I have always been fascinated with orreries, those mechanical models of the Solar System (and sometimes beyond). My first personal experience with one was the Grand Orrery housed at Harvard's Museum of the History of Science. I had slipped off during a lull in my step-brother's graduation activities years ago. This beauty was built by Joseph Pope with castings by Paul Revere:


Click the image to see the Museum's description.


Click the image to see the Museum's description.


Pope, a Boston clockmaker, started work in 1776 and finished in 1787. Here's a view of its gearwork with the covers removed. The planets visible include Mars, Venus, Saturn, and the Earth and Moon (the Sun and Mercury have been removed, and Pope had already been building it for years when Neptune was discovered, so he left it out entirely):


Click the image to see the Museum's description.

But you no longer need to be wealthy enough to buy one of these priceless objects nor do you need to talented enough to spend 12 years building one. Here's a screenshot of a really cool and useful orrery that's accessible to everyone online, free!


Click the image to go to the the online orrery application.
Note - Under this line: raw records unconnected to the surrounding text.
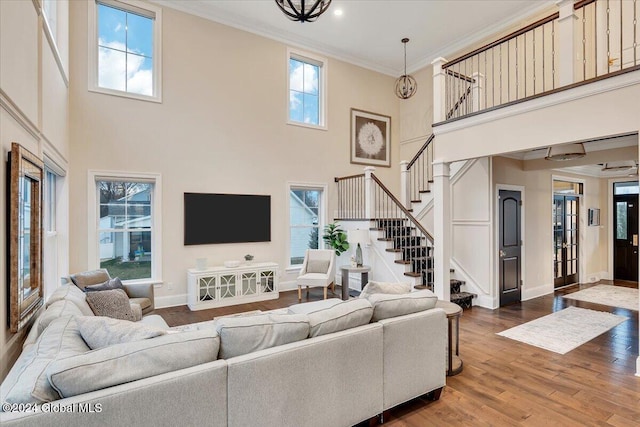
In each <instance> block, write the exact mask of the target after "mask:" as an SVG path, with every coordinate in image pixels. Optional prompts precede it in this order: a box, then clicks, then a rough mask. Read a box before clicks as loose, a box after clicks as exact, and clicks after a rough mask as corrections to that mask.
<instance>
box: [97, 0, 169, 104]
mask: <svg viewBox="0 0 640 427" xmlns="http://www.w3.org/2000/svg"><path fill="white" fill-rule="evenodd" d="M91 4H92V5H93V10H90V25H89V31H91V34H90V35H91V36H92V37H94V39H92V40H91V41H90V58H91V59H90V60H91V61H92V62H93V64H92V65H93V67H90V72H91V74H92V75H91V76H90V84H92V86H91V87H90V89H91V90H94V91H98V92H107V93H111V94H126V96H132V97H136V98H141V99H150V100H160V84H159V83H160V58H159V56H160V46H159V45H160V41H161V39H160V13H161V11H160V9H159V8H157V7H155V6H152V5H150V4H147V3H144V4H141V3H139V2H133V1H125V0H120V1H116V0H97V1H95V2H91Z"/></svg>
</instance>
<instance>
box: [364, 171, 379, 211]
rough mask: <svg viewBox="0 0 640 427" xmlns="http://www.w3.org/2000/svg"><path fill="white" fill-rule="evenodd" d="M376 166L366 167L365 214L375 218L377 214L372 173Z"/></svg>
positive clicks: (364, 185)
mask: <svg viewBox="0 0 640 427" xmlns="http://www.w3.org/2000/svg"><path fill="white" fill-rule="evenodd" d="M375 170H376V168H374V167H373V166H367V167H366V168H364V216H365V217H366V218H367V219H371V218H373V216H374V214H375V207H374V205H373V203H374V200H373V179H372V178H371V174H372V173H373V171H375Z"/></svg>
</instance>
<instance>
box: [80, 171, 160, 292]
mask: <svg viewBox="0 0 640 427" xmlns="http://www.w3.org/2000/svg"><path fill="white" fill-rule="evenodd" d="M90 175H91V179H92V181H93V185H94V186H95V191H96V192H95V195H96V197H95V201H90V203H91V202H92V204H93V206H94V207H95V208H94V209H92V210H91V211H90V214H91V213H93V212H95V218H90V224H91V225H92V226H93V227H95V228H93V230H92V232H91V233H90V236H91V237H90V241H89V247H90V250H92V253H90V255H89V256H90V262H91V264H92V266H95V267H99V268H105V269H107V271H108V272H109V274H110V275H111V277H119V278H120V279H122V280H138V281H139V280H154V281H160V277H159V276H160V271H161V269H160V259H161V258H160V254H159V251H160V242H159V240H160V237H159V234H160V227H159V226H158V224H159V222H160V221H159V212H160V206H159V194H160V191H159V185H160V183H159V179H160V178H159V176H157V175H149V176H139V175H138V176H132V177H121V176H109V175H107V174H100V175H98V174H95V173H90ZM91 216H92V215H91ZM94 220H95V222H94ZM91 258H92V259H91Z"/></svg>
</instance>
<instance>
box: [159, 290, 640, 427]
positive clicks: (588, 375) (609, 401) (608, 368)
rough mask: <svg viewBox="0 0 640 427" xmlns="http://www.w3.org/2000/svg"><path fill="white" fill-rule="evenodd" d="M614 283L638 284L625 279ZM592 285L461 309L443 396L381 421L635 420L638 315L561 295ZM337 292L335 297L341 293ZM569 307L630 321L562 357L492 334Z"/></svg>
mask: <svg viewBox="0 0 640 427" xmlns="http://www.w3.org/2000/svg"><path fill="white" fill-rule="evenodd" d="M600 283H608V284H611V283H612V282H604V281H603V282H600ZM615 284H616V285H619V286H627V287H635V288H637V287H638V285H637V283H630V282H616V283H615ZM594 285H595V284H588V285H574V286H570V287H568V288H564V289H562V290H559V291H556V293H555V295H547V296H543V297H540V298H536V299H534V300H530V301H525V302H521V303H518V304H514V305H511V306H508V307H503V308H500V309H496V310H488V309H484V308H479V307H474V308H472V309H469V310H465V311H464V314H463V316H462V318H461V319H460V356H461V357H462V359H463V361H464V371H463V372H462V373H460V374H459V375H457V376H454V377H448V378H447V386H446V387H445V389H444V391H443V392H442V396H441V397H440V400H438V401H436V402H430V401H428V400H426V399H423V398H419V399H415V400H413V401H411V402H408V403H406V404H404V405H401V406H399V407H397V408H394V409H393V410H391V411H389V414H388V415H387V416H386V418H385V425H386V426H393V427H400V426H403V427H404V426H407V427H418V426H419V427H423V426H444V425H453V426H513V425H524V426H601V425H611V426H638V425H640V377H636V376H635V375H634V374H635V370H636V358H637V356H638V312H637V311H631V310H625V309H620V308H615V307H609V306H604V305H599V304H591V303H585V302H581V301H575V300H569V299H564V298H562V295H564V294H567V293H570V292H575V291H577V290H579V289H585V288H588V287H590V286H594ZM303 295H304V294H303ZM336 295H340V292H339V290H336ZM318 299H322V289H312V290H311V294H310V297H309V300H318ZM304 300H305V298H303V301H304ZM297 302H298V301H297V295H296V292H295V291H289V292H281V293H280V298H279V299H278V300H273V301H265V302H261V303H253V304H244V305H237V306H233V307H225V308H220V309H212V310H202V311H198V312H191V311H189V309H188V308H187V307H186V306H181V307H175V308H167V309H159V310H156V313H157V314H160V315H161V316H162V317H164V319H165V320H166V321H167V323H169V324H170V325H172V326H174V325H180V324H185V323H192V322H198V321H203V320H210V319H211V318H212V317H214V316H220V315H224V314H230V313H237V312H242V311H249V310H272V309H275V308H281V307H286V306H288V305H290V304H293V303H297ZM568 306H576V307H582V308H589V309H593V310H599V311H607V312H611V313H615V314H617V315H621V316H625V317H628V318H629V320H628V321H626V322H623V323H622V324H620V325H618V326H617V327H615V328H613V329H611V330H610V331H608V332H606V333H604V334H602V335H600V336H598V337H597V338H594V339H593V340H591V341H589V342H588V343H586V344H584V345H582V346H580V347H578V348H577V349H575V350H573V351H571V352H569V353H567V354H565V355H559V354H556V353H552V352H549V351H546V350H542V349H539V348H537V347H533V346H530V345H527V344H523V343H520V342H517V341H513V340H510V339H508V338H504V337H500V336H498V335H496V333H497V332H501V331H503V330H505V329H508V328H511V327H513V326H517V325H520V324H522V323H525V322H528V321H530V320H533V319H536V318H538V317H541V316H544V315H546V314H549V313H552V312H555V311H558V310H562V309H563V308H566V307H568ZM425 363H428V361H425ZM416 369H419V367H418V366H417V367H416Z"/></svg>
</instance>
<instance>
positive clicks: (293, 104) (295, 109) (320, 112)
mask: <svg viewBox="0 0 640 427" xmlns="http://www.w3.org/2000/svg"><path fill="white" fill-rule="evenodd" d="M325 64H326V60H325V59H323V58H317V57H315V58H312V57H309V56H308V55H307V56H303V55H301V54H298V53H296V52H292V51H290V52H289V123H292V124H302V125H305V126H311V127H319V128H324V127H325V126H326V123H325V117H324V116H325V114H324V111H325V109H324V106H325V100H324V96H325V95H324V94H325V74H326V71H325V68H326V66H325Z"/></svg>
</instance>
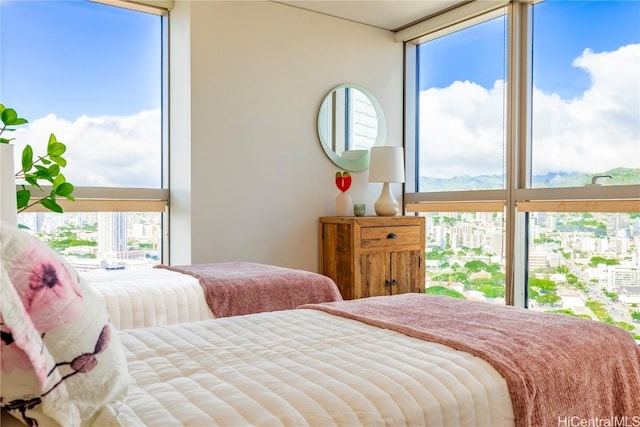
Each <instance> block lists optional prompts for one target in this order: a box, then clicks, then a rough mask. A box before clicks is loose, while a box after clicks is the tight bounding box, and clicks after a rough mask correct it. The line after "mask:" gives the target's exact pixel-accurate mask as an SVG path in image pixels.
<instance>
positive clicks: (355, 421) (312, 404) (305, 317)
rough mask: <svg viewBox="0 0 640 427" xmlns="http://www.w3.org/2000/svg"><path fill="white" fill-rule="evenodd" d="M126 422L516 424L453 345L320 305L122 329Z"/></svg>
mask: <svg viewBox="0 0 640 427" xmlns="http://www.w3.org/2000/svg"><path fill="white" fill-rule="evenodd" d="M120 334H121V339H122V341H123V344H124V346H125V348H126V352H127V359H128V362H129V370H130V373H131V374H132V376H133V380H134V384H133V385H132V386H131V387H130V389H129V397H128V399H127V402H126V404H125V406H124V407H121V408H120V409H119V411H120V419H121V421H122V423H123V425H146V426H194V427H195V426H212V425H220V426H244V425H247V426H249V425H250V426H277V425H288V426H333V425H340V426H357V425H365V426H382V425H387V426H421V425H438V426H455V425H462V426H501V425H513V424H514V420H513V410H512V406H511V402H510V399H509V393H508V390H507V385H506V383H505V381H504V379H503V378H502V377H501V376H500V375H499V374H498V373H497V372H496V371H495V370H494V369H493V368H492V367H491V366H490V365H489V364H488V363H486V362H485V361H483V360H481V359H479V358H477V357H474V356H471V355H469V354H467V353H463V352H459V351H456V350H453V349H451V348H449V347H446V346H443V345H440V344H434V343H429V342H425V341H421V340H419V339H415V338H411V337H407V336H405V335H402V334H399V333H397V332H393V331H389V330H385V329H379V328H376V327H373V326H369V325H366V324H363V323H360V322H357V321H353V320H348V319H343V318H341V317H336V316H333V315H330V314H327V313H324V312H320V311H315V310H290V311H280V312H269V313H260V314H254V315H248V316H238V317H232V318H222V319H216V320H209V321H204V322H196V323H189V324H179V325H169V326H165V327H157V328H146V329H136V330H128V331H121V333H120Z"/></svg>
Okay, it's not gorgeous brass and wood driven by a hand-crank, but it's far more accurate and accessible. Enjoy!

Best,
Chris

Comments

( 7 comments — Leave a comment )
rose_lemberg
Feb. 7th, 2011 09:14 pm (UTC)
This is wonderful. Thank you for sharing.
mckitterick
Feb. 11th, 2011 01:08 am (UTC)
Happy to share things I find wondrous!
(Deleted comment)
mckitterick
Feb. 11th, 2011 01:07 am (UTC)
One can buy little model orreries, it seems....
steve98052
Feb. 10th, 2011 11:17 pm (UTC)
Very cool!

Also, the story of the repair of the mechanical Orrery at the end of the linked article is quite amusing.

mckitterick
Feb. 11th, 2011 01:07 am (UTC)
Isn't it, though? "Meh, it only took a few minutes. You can keep the half-million dollars you collected to fix it."
steve98052
Feb. 11th, 2011 12:03 pm (UTC)
I suppose that was the honorable way to handle it, but I don't think he would have been out of line asking for a bit more.